El resultado del ciclo de vida de las estrellas es el continuo reciclaje de la materia que compone la Galaxia. Estudiar las reacciones termonucleares en el interior de las estrellas es una forma de estudiar directamente los elementos que componen la Vía Láctea y el universo. Esto lo sabían bien quienes trabajaron en los programas nucleares bélicos durante la Guerra Fría. Brillantes científicos como Yakov Zel’dovich, Yuri Smirnov, Enrico Fermi y Hans Bethe, entre muchos otros, trabajaron en el desarrollo de las primeras bombas atómicas y sembraron las bases para entender el sistema de reacciones que producen los elementos de los cuales estamos compuestos los seres vivos.

La física de las reacciones nucleares y las observaciones de los elementos en distintos lugares de la Galaxia nos indican que el elemento más abundante en la Vía Láctea es el hidrógeno, que corresponde al 70% de la masa en el medio interestelar, seguido por el helio, con 28%. El resto de la masa se encuentra en elementos más pesados de los cuales los más comunes son el carbono, el nitrógeno y el oxígeno, que se encuentran en forma gaseosa.

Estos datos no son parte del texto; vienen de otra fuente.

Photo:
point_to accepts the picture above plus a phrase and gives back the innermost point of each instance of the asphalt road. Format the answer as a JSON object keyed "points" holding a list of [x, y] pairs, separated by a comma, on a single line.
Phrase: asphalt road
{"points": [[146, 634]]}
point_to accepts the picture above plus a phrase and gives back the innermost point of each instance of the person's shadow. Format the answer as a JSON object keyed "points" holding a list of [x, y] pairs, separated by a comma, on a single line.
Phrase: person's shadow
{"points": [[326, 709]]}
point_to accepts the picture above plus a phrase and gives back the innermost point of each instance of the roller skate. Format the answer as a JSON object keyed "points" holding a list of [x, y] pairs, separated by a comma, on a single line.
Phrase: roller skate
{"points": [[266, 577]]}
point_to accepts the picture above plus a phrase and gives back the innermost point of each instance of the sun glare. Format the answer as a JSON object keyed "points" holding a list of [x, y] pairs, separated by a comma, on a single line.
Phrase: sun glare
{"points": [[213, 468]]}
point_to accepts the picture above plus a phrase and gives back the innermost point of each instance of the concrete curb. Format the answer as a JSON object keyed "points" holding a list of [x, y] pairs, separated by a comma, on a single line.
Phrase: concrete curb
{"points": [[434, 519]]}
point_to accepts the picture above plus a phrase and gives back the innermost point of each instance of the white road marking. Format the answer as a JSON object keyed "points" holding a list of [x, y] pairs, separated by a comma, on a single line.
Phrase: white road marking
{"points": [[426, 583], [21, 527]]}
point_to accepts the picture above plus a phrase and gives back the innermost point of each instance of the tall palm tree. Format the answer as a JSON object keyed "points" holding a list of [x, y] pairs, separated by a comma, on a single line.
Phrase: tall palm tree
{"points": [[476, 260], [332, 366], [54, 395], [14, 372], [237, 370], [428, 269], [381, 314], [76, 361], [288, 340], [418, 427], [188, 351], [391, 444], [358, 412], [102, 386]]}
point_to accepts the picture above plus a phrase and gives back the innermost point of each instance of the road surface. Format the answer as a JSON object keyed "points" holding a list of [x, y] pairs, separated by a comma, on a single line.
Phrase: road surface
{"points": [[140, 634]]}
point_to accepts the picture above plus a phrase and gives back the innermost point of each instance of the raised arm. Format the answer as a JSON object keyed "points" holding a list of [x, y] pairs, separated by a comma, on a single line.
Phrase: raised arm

Otros elementos, como el manganeso, el silicio y el hierro, están atrapados en granos de polvo interestelar.

El 96% de la masa que compone el cuerpo humano está compuesta de oxígeno, hidrógeno, carbono y nitrógeno. Coincidencialmente, nuestra propia naturaleza y la de la mayoría de las formas de vida en nuestro planeta refleja la abundancia de los elementos en la Galaxia, con excepción del helio, que es un gas noble y no forma moléculas complejas.

En perspectiva, el hallazgo de moléculas orgánicas por la sonda Philae a bordo del cometa 67P es una confirmación de que los elementos de los cuales estamos compuestos no solamente se encuentran en abundancia en el medio interestelar sino que también forman asociaciones complejas y pueden viajar en objetos como los cometas. Estas moléculas orgánicas (alcoholes, carbonilos, aminas, nitrilos y otras con nombres que aún sirven para aterrorizar bachilleres) son las bases a partir de las cuales se forman los aminoácidos, los azúcares y las bases nitrogenadas, los ingredientes de la vida.

Si bien aún no hemos encontrado vida por fuera de nuestro planeta, sus ingredientes fundamentales están allí afuera. Es muy probable que las formas de vida en el planeta Tierra no estén solas en el universo. Es probable que en los próximos años tengamos la tecnología suficiente para buscar más pistas sobre la vida en otros objetos del sistema solar e identificar moléculas orgánicas en lugares aún más alejados. En la inmensidad del universo puede que la pregunta fundamental no sea si hay vida en otros lugares sino qué hacemos para preservar la vida aquí en nuestro propio planeta.